Fusaichi Pegasus made his first two tours of the Pimlico track Thursday, stopping at least eight times to view points of interest - at least of interest to him.
"It was his first time on the track and it was in character," Neil Drysdale said after the Kentucky Derby winner and 3-5 early Preakness favorite made the rounds in what the trainer called a half canter.
"He can do all sorts of things," Drysdale said. "What he was doing today was stopping to look around. He's a horse with a lot of character."
Fusaichi Pegasus also is a character.
The colt took his sweet time getting to the post for the Wood Memorial, then after the race looked around for about five minutes before allowing himself to be led to the winner's circle.
Ten days before the Derby he reared while leaving the Churchill Downs track, unseated his exercise rider and fell on his side. He also kicked up his heels on the way to the Derby paddock when he became annoyed as Drysdale tried to put a sheet on the colt's back to chase away flies.
Once the starting gate opens, however, Fusaichi Pegasus is all racehorse.
After finishing second in his only 2-year-old start, he has won five straight races in impressive fashion, and his 1 1/2-length victory in the Kentucky Derby has made him the first Derby winner to be favored in the Preakness since Go For Gin finished second in 1994.
Fusaichi Pegasus was bought by Fusao Sekiguchi of Japan for $4 million as a yearling in the Keeneland July Select Sale, and a win Saturday would increase his value by 10-15 times the purchase price.
Drysdale has the colt stabled in Barn 7 on the Pimlico backstretch. The other seven Preakness starters are in a barn near the stands on the other side of the track.
"Its nice and quiet," Drysdale said, except for a couple of sirens. The Preakness barn is busier.
"Neil is a private person and he knows clicks of cameras are a distraction to his horse," said trainer Bob Baffert, who will saddle Captain Steve, eighth in the Derby. "He's just protecting him. I don't really blame him. Me, I like to share my horses with everyone."

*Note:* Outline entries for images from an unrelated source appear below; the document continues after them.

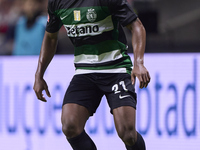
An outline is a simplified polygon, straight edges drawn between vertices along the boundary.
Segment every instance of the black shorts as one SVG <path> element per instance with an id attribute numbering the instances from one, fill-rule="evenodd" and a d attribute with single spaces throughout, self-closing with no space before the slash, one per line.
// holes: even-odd
<path id="1" fill-rule="evenodd" d="M 104 95 L 111 113 L 113 109 L 121 106 L 132 106 L 136 109 L 135 87 L 131 83 L 131 76 L 126 73 L 75 75 L 65 93 L 63 105 L 79 104 L 93 115 Z"/>

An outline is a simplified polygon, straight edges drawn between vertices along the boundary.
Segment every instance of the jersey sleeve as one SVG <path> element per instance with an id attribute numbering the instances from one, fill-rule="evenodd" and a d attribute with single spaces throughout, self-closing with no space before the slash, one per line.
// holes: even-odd
<path id="1" fill-rule="evenodd" d="M 137 15 L 127 0 L 110 0 L 109 7 L 111 14 L 122 26 L 126 26 L 137 19 Z"/>
<path id="2" fill-rule="evenodd" d="M 55 12 L 55 4 L 49 0 L 48 2 L 48 20 L 46 25 L 46 31 L 50 33 L 54 33 L 59 31 L 61 26 L 63 25 L 60 18 L 54 14 Z"/>

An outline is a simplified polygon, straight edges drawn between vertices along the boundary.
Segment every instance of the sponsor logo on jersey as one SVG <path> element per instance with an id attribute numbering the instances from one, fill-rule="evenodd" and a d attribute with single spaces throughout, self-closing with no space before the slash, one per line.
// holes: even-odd
<path id="1" fill-rule="evenodd" d="M 65 24 L 64 27 L 67 30 L 69 37 L 94 36 L 114 29 L 111 16 L 108 16 L 99 22 L 72 25 Z"/>
<path id="2" fill-rule="evenodd" d="M 98 25 L 90 25 L 90 26 L 66 26 L 68 36 L 84 36 L 84 35 L 93 35 L 99 32 Z"/>
<path id="3" fill-rule="evenodd" d="M 95 12 L 95 10 L 93 8 L 90 8 L 90 9 L 88 9 L 88 12 L 86 13 L 86 17 L 87 17 L 88 21 L 94 22 L 97 18 L 97 13 Z"/>
<path id="4" fill-rule="evenodd" d="M 81 11 L 74 10 L 74 21 L 80 21 L 80 20 L 81 20 Z"/>

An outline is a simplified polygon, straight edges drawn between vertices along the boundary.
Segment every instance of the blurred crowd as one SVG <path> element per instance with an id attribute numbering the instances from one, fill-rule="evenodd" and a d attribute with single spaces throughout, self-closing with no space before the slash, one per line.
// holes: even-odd
<path id="1" fill-rule="evenodd" d="M 0 0 L 0 55 L 39 55 L 47 3 L 48 0 Z M 73 45 L 64 30 L 62 27 L 59 32 L 56 54 L 73 54 Z"/>
<path id="2" fill-rule="evenodd" d="M 0 0 L 0 55 L 37 55 L 47 0 Z"/>

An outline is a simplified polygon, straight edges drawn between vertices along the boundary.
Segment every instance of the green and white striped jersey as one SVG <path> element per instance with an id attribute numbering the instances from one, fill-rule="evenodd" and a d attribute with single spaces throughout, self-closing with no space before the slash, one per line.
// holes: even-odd
<path id="1" fill-rule="evenodd" d="M 122 26 L 137 16 L 126 0 L 49 0 L 47 32 L 63 25 L 72 41 L 75 74 L 131 73 Z"/>

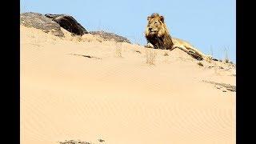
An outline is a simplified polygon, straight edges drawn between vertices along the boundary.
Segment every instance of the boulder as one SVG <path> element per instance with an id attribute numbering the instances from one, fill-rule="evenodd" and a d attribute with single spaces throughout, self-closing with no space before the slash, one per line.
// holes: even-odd
<path id="1" fill-rule="evenodd" d="M 104 40 L 106 41 L 110 41 L 110 40 L 114 40 L 117 42 L 127 42 L 127 43 L 130 43 L 130 42 L 129 41 L 129 39 L 117 35 L 114 33 L 107 33 L 105 31 L 91 31 L 90 32 L 90 34 L 93 34 L 93 35 L 98 35 L 101 38 L 102 38 Z"/>
<path id="2" fill-rule="evenodd" d="M 39 13 L 21 14 L 20 24 L 27 27 L 40 29 L 46 33 L 51 32 L 55 36 L 64 37 L 64 33 L 58 23 Z"/>
<path id="3" fill-rule="evenodd" d="M 58 23 L 60 26 L 73 34 L 88 34 L 87 30 L 70 15 L 46 14 L 45 16 Z"/>

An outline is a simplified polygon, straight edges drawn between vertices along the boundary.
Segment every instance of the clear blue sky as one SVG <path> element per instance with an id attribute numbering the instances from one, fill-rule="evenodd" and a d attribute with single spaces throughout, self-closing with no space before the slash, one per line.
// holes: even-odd
<path id="1" fill-rule="evenodd" d="M 145 45 L 146 18 L 159 13 L 173 37 L 190 42 L 203 53 L 235 62 L 234 0 L 21 0 L 21 13 L 67 14 L 87 30 L 106 30 Z"/>

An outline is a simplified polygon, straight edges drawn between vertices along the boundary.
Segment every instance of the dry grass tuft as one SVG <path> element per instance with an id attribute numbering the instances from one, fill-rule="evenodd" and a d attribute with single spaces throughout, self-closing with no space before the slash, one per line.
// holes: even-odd
<path id="1" fill-rule="evenodd" d="M 157 52 L 152 50 L 146 50 L 146 63 L 155 65 Z"/>
<path id="2" fill-rule="evenodd" d="M 168 54 L 167 50 L 165 50 L 165 53 L 164 53 L 163 56 L 169 56 L 169 54 Z"/>
<path id="3" fill-rule="evenodd" d="M 121 42 L 116 42 L 115 46 L 115 55 L 118 57 L 122 58 L 122 43 Z"/>
<path id="4" fill-rule="evenodd" d="M 203 66 L 203 64 L 201 62 L 198 62 L 198 65 L 201 66 Z"/>

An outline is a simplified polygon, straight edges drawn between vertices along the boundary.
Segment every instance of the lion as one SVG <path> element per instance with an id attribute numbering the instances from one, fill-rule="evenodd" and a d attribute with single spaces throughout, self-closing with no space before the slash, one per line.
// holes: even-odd
<path id="1" fill-rule="evenodd" d="M 179 48 L 194 58 L 209 61 L 212 58 L 210 55 L 206 55 L 200 52 L 189 42 L 182 39 L 172 38 L 169 33 L 164 17 L 158 13 L 154 13 L 147 17 L 147 26 L 145 36 L 147 40 L 146 47 L 154 49 L 164 49 L 172 50 Z"/>

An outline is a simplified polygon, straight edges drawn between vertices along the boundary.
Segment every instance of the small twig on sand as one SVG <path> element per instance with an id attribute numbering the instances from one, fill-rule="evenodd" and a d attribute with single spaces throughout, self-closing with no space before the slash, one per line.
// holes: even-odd
<path id="1" fill-rule="evenodd" d="M 77 55 L 77 56 L 82 56 L 82 57 L 86 57 L 86 58 L 90 58 L 102 59 L 101 58 L 94 57 L 94 56 L 90 56 L 90 55 L 76 54 L 69 54 Z"/>

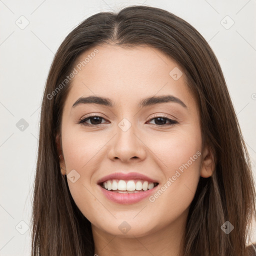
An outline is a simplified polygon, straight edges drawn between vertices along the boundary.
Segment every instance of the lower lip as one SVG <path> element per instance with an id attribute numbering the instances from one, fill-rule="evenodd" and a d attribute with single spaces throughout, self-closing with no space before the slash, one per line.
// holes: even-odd
<path id="1" fill-rule="evenodd" d="M 108 199 L 114 202 L 122 204 L 135 204 L 139 202 L 146 198 L 148 198 L 151 194 L 155 192 L 158 187 L 158 185 L 152 190 L 139 192 L 138 193 L 124 194 L 110 191 L 104 188 L 100 185 L 98 186 Z"/>

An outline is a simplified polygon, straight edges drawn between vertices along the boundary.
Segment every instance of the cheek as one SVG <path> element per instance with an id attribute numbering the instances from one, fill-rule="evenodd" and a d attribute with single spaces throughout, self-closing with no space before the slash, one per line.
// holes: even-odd
<path id="1" fill-rule="evenodd" d="M 189 206 L 196 190 L 200 177 L 202 158 L 200 130 L 184 129 L 174 132 L 152 144 L 164 180 L 157 194 L 150 202 L 155 202 L 160 208 L 177 213 Z M 166 138 L 168 138 L 166 139 Z M 166 204 L 168 202 L 168 204 Z"/>

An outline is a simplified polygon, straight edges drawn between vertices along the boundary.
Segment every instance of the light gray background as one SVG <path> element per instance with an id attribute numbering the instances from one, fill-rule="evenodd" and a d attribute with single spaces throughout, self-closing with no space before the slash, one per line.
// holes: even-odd
<path id="1" fill-rule="evenodd" d="M 222 68 L 255 178 L 256 0 L 0 0 L 0 256 L 30 254 L 26 225 L 31 217 L 40 104 L 54 54 L 68 33 L 88 16 L 140 4 L 173 12 L 209 42 Z M 29 24 L 24 28 L 26 22 Z M 22 118 L 28 124 L 23 131 L 16 126 L 24 122 Z"/>

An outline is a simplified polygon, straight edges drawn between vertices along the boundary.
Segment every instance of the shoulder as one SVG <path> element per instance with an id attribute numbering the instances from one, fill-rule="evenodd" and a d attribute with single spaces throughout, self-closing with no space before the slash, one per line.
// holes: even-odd
<path id="1" fill-rule="evenodd" d="M 250 256 L 256 256 L 256 244 L 252 244 L 248 246 L 246 251 Z"/>

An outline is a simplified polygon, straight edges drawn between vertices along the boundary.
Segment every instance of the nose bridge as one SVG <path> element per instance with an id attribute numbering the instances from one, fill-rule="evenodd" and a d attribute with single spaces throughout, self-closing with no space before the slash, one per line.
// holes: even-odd
<path id="1" fill-rule="evenodd" d="M 133 158 L 144 159 L 146 151 L 143 143 L 138 138 L 137 128 L 132 120 L 124 118 L 118 124 L 116 136 L 112 144 L 110 157 L 123 161 Z"/>

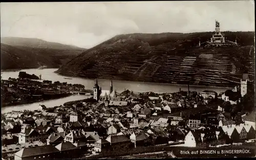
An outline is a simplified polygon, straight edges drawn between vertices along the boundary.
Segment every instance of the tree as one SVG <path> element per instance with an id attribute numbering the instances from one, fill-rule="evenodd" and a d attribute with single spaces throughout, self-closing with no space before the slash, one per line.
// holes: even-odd
<path id="1" fill-rule="evenodd" d="M 59 81 L 56 81 L 56 82 L 54 82 L 53 83 L 53 84 L 55 84 L 55 85 L 59 85 L 60 84 L 60 82 L 59 82 Z"/>
<path id="2" fill-rule="evenodd" d="M 232 105 L 230 103 L 230 102 L 224 102 L 222 103 L 222 108 L 224 109 L 225 111 L 230 112 L 232 110 Z"/>

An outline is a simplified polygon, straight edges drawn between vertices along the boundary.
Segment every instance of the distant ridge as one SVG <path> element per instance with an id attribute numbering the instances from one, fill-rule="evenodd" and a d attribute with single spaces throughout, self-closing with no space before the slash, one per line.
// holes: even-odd
<path id="1" fill-rule="evenodd" d="M 197 47 L 199 40 L 209 40 L 210 32 L 122 34 L 88 49 L 57 72 L 92 79 L 232 86 L 235 80 L 230 77 L 239 77 L 246 70 L 254 73 L 254 33 L 222 33 L 227 40 L 237 38 L 241 47 Z M 201 54 L 212 56 L 205 59 Z"/>
<path id="2" fill-rule="evenodd" d="M 1 43 L 14 46 L 23 46 L 40 49 L 84 50 L 72 45 L 49 42 L 38 38 L 1 37 Z"/>
<path id="3" fill-rule="evenodd" d="M 1 70 L 58 68 L 86 49 L 36 38 L 1 37 Z"/>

Baffert won the Derby and Preakness with Silver Charm (1997) and Real Quiet (1998).
Drysdale also said Fusaichi Pegasus will be saddled in the indoor paddock and not with his seven rivals on the grass course in front of the stands.
"The sun's beating down. Why not go where he's cool?" Drysdale said. "Why not avoid any potential problems."
Besides Captain Steve, Fusaichi Pegasus will face Derby starters Impeachment (third), High Yield (15th) and Hal's Hope (16th), and three colts making their debuts in the Triple Crown competition - Red Bullet, Snuck In and Hugh Hefner.
Red Bullet, the early second betting choice at 9-2, suffered his first loss in four starts, all this year, when he finished second, 4 1/4 lengths behind Fusaichi Peasus, in the Wood Memorial April 17 at Aqueduct.
He would be the first Preakness winner not to have started in the Derby since Deputed Testamony in 1983.
The eight-horse field is the smallest for the Preakness since Hansel beat seven rivals in 1991.
Fusaichi Pegasus beat 18 rivals in the 1 1/4-mile Derby with a perfect trip from the No. 15 post under Kent Desormeaux.
He will start from the No. 7 post in the 1 3-16-mile Preakness and should have time to settle into position in the quarter-mile run to the first turn. Traffic should not be a problem.
"Sometimes in short fields of four or five horses, a horse gets into trouble," Drysdale said.
The trainer is pleased with the way Fusaichi Pegasus has been training and is feeling, but he said, "I'm never overconfident going into any race. I'm cautious going into a race because anybody who knows racing knows anything can happen."
But Drysdale admitted to two concerns.
"We're dropping down in distance and it's only two weeks since the Derby," he said.
A question Joe Orseno, Red Bullet's trainer, hopes to answer is how Fusaichi Pegasus will react if a horse looks him in the eye in the stretch, since he has been virtually hand ridden to his five victories.
"I think Kent is afraid to ride Fusaichi hard because there's no telling what he's going to do," Orseno said. "If he runs the way he did in the Wood Memorial and my horse is finishing (strongly), I think we'll go to the wire together."
Post time for the 125th Preakness is 5:27 p.m. EDT. The race be televised by ABC.